“怎么突然想换?”
“就想换。”
妻子没有转头看我,也没有继续解释。
她小心翼翼地拉开防尘袋的拉链,将那条领回来后就从没穿过的过膝套裙取出来,轻轻平铺到床面上。
因为长时间没动,布料上还保留着当初刚领回来时留下的折痕。
接着,苏澜半蹲下身,从衣柜底部,取出了那盒丝袜。
她站起身,将那个轻薄的小盒子拿在手里看了片刻,又翻到包装的背面,借着卧室的灯光,认真看了一遍包装背面的穿着说明。
“丝袜也要穿?”我盯着她的动作问。
妻子的手指停留在包装盒的封口胶条上。
“制服要配套。
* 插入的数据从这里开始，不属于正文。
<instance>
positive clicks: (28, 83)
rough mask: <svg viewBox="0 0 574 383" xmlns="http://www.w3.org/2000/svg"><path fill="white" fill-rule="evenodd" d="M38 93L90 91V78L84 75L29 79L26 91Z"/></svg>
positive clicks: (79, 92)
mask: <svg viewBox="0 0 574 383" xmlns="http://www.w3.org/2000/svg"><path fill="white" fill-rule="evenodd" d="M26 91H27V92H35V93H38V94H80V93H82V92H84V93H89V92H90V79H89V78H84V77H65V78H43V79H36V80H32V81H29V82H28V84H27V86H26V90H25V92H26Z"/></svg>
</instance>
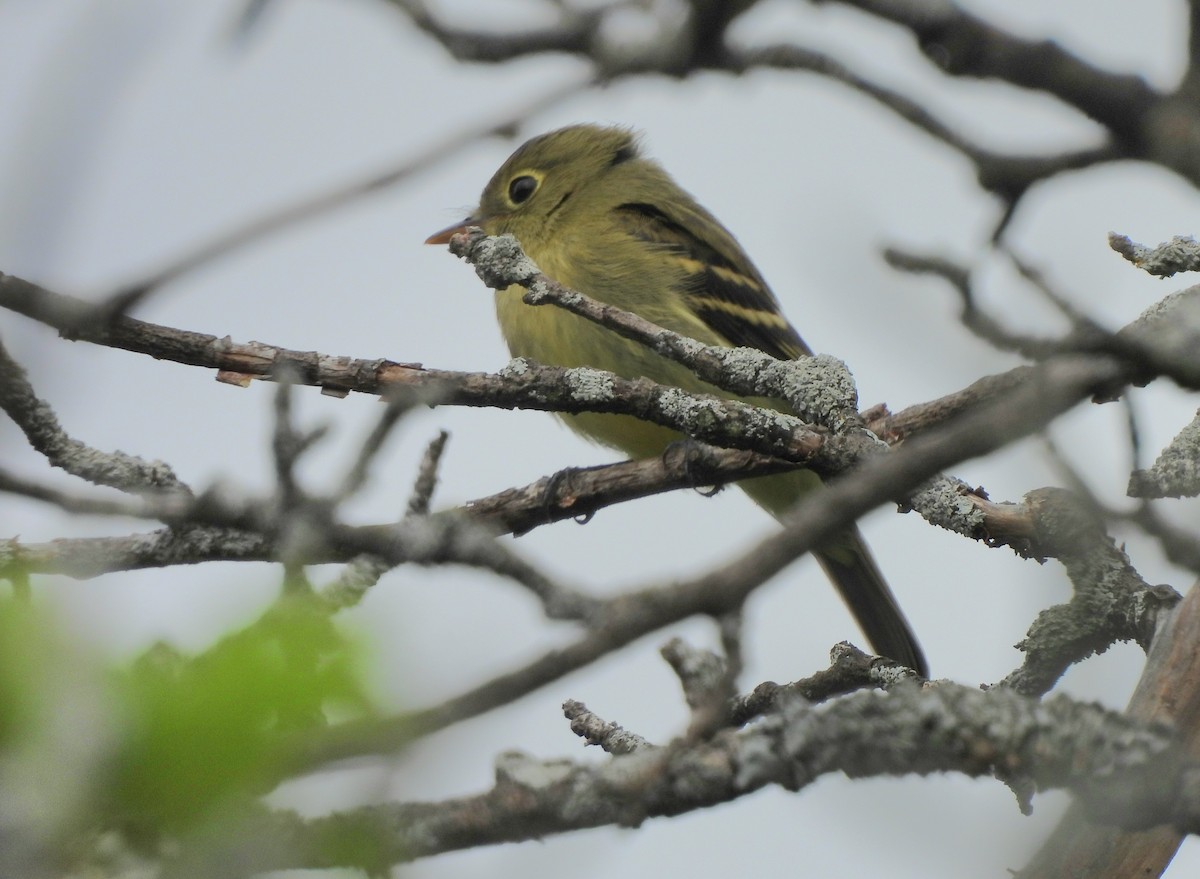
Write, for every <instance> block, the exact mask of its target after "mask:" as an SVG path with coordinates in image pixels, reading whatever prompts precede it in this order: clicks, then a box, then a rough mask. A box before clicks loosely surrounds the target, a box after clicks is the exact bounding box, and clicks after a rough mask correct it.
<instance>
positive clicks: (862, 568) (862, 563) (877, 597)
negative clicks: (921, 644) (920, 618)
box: [812, 528, 929, 677]
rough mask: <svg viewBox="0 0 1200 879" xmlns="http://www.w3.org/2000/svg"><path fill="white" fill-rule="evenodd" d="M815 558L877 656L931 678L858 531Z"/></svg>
mask: <svg viewBox="0 0 1200 879" xmlns="http://www.w3.org/2000/svg"><path fill="white" fill-rule="evenodd" d="M812 555H815V556H816V557H817V561H818V562H821V567H822V568H824V572H826V574H828V575H829V579H830V580H833V584H834V586H836V587H838V591H839V592H840V593H841V597H842V600H845V602H846V606H848V608H850V612H851V614H853V615H854V620H857V621H858V626H859V628H862V629H863V634H865V635H866V640H869V641H870V642H871V647H872V648H874V650H875V652H876V653H880V654H881V656H886V657H888V658H889V659H895V660H896V662H898V663H900V664H901V665H907V666H908V668H911V669H916V670H917V671H918V672H920V676H922V677H929V665H928V664H926V663H925V654H924V653H922V651H920V645H919V644H917V636H916V635H913V634H912V629H911V628H910V627H908V621H907V620H905V618H904V614H902V612H901V611H900V605H899V604H896V599H895V596H893V594H892V590H890V588H888V584H887V581H886V580H884V579H883V575H882V574H881V573H880V569H878V568H877V567H876V566H875V560H874V558H871V554H870V550H868V549H866V544H865V543H864V542H863V537H862V534H859V533H858V528H853V530H852V531H847V532H845V533H842V534H839V536H838V537H835V538H834V539H833V540H830V542H829V543H828V544H826V545H824V546H822V548H821V550H818V551H815V552H814V554H812Z"/></svg>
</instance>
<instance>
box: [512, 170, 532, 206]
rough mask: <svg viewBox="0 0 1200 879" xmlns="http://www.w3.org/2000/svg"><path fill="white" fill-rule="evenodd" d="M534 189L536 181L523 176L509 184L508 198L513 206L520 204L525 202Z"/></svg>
mask: <svg viewBox="0 0 1200 879" xmlns="http://www.w3.org/2000/svg"><path fill="white" fill-rule="evenodd" d="M536 189H538V181H536V180H535V179H534V178H532V177H529V175H528V174H523V175H521V177H518V178H514V180H512V183H510V184H509V198H510V199H511V202H512V203H514V204H521V203H522V202H524V201H527V199H528V198H529V196H532V195H533V192H534V190H536Z"/></svg>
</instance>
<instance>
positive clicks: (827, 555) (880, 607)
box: [738, 470, 929, 677]
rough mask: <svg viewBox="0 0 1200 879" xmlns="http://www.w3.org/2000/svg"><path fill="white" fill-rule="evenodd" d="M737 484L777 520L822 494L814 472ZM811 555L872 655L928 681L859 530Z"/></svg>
mask: <svg viewBox="0 0 1200 879" xmlns="http://www.w3.org/2000/svg"><path fill="white" fill-rule="evenodd" d="M738 485H740V486H742V488H743V489H744V490H745V492H746V494H748V495H750V497H752V498H754V500H755V501H756V502H757V503H758V504H760V506H761V507H763V508H764V509H767V510H768V512H769V513H770V514H772V515H774V516H775V518H776V519H778V518H780V516H781V515H782V514H784V513H786V512H787V510H788V509H790V508H791V507H792V504H794V503H796V501H798V500H799V498H800V497H803V496H804V495H806V494H809V492H812V491H820V490H821V479H820V477H817V474H816V473H814V472H812V471H806V470H800V471H794V472H793V473H788V474H786V476H785V474H780V476H772V477H760V478H756V479H746V480H744V482H740V483H738ZM812 555H815V556H816V557H817V561H818V562H821V567H822V568H824V572H826V574H828V576H829V579H830V580H833V584H834V586H836V587H838V592H839V593H841V598H842V600H844V602H846V606H847V608H850V612H851V614H853V616H854V620H856V621H857V622H858V626H859V628H860V629H862V630H863V634H865V635H866V640H868V641H870V642H871V647H872V648H874V650H875V652H876V653H880V654H881V656H886V657H888V658H889V659H895V660H896V662H898V663H900V664H902V665H906V666H908V668H911V669H916V670H917V671H918V672H920V676H922V677H929V666H928V665H926V663H925V656H924V653H922V651H920V645H919V644H917V636H916V635H913V633H912V628H911V627H910V626H908V621H907V620H905V616H904V612H901V610H900V605H899V604H898V603H896V599H895V596H894V594H892V590H890V588H889V587H888V582H887V580H884V579H883V574H881V573H880V569H878V567H877V566H876V564H875V560H874V558H872V557H871V551H870V550H869V549H868V548H866V543H865V542H864V540H863V536H862V534H860V533H859V531H858V528H857V527H854V526H851V527H850V528H847V530H846V531H842V532H839V533H838V534H835V536H834V537H833V538H830V539H829V540H827V542H824V543H823V544H822V545H821V546H820V548H817V549H816V550H814V552H812Z"/></svg>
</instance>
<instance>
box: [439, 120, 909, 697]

”
“以前怎么不见你讲究配套?”我忍不住追问了一句。
苏澜转过头,抬眼看我。
“你不是一直想看吗?”
她语气平淡地反问。
“怎么现在真要穿了,你反而话这么多?”
我被她堵得一愣,勉强笑了一下:“这不是太突然了吗?”
“那就别问。”
她转过身,把铺在床上的裙子重新挂在衣架上,这一次,她没有把它塞回最里面,而是挂到了衣柜最外侧,最显眼、最方便拿取的地方。
至于那盒从来不曾见天日的黑丝袜,则被她随手放在了床头柜上。
正好压在她那副平时看书才戴的金丝眼镜旁边。